Au-delà de l’hébergement, nous proposons également une amélioration de l’aide alimentaire en direction des sans logis, en misant en particulier sur la qualité des menus et en privilégiant les repas assis.
Face à l’enjeu de l’insertion professionnelle, nous proposons un objectif clair : doubler, durant la prochaine mandature, le nombre de retours à l’emploi des allocataires du RMI, grâce aux programmes de la collectivité parisienne. L’insertion professionnelle des autres demandeurs d’emploi peut également être dynamisée avec un nouveau Plan Local d’Insertion et d’Emploi pour les arrondissements de l’Est.

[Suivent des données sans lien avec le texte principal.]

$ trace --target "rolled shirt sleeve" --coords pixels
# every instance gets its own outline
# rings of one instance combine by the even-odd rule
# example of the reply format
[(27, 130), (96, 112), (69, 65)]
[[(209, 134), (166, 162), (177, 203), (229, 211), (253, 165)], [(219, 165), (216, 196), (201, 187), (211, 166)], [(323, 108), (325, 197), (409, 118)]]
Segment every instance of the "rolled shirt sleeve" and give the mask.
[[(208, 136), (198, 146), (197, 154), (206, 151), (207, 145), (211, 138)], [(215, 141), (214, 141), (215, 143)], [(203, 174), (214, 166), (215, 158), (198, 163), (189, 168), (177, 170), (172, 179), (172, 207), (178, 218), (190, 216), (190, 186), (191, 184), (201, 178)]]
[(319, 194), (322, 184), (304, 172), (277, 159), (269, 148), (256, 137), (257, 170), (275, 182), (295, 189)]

Le secteur de l’économie solidaire, qui a déjà permis l’année dernière à plus de 6000 chômeurs très en difficulté de reprendre un emploi sera encore développé et aidé à trouver des locaux d’activité à Paris. Nous entendons donc travailler avec tous les acteurs concernés : les associations, le service public de l’emploi, mais aussi les organismes privés qui reçoivent mission de placer des demandeurs d’emploi.
De même, nous proposons d’agir toujours plus en amont vis-à-vis des jeunes en difficulté, pour les aider à se construire un avenir professionnel. Des programmes de lutte contre l’échec scolaire et de détection de l’illettrisme seront développés, parallèlement à l’Ecole de la 2ème chance déjà créée. Nous souhaitons d’ailleurs en ouvrir une seconde.
Nous veillerons aussi à renforcer le dispositif d’intégration des « primo arrivants », face à la venue régulière de personnes originaires de l’Europe et du monde entier. La priorité sera donnée à l’apprentissage du français, en veillant à ce qu’un diplôme reconnaisse le niveau acquis. En partenariat avec les associations qui suivent les personnes étrangères, des programmes d’accompagnement vers l’emploi seront développés.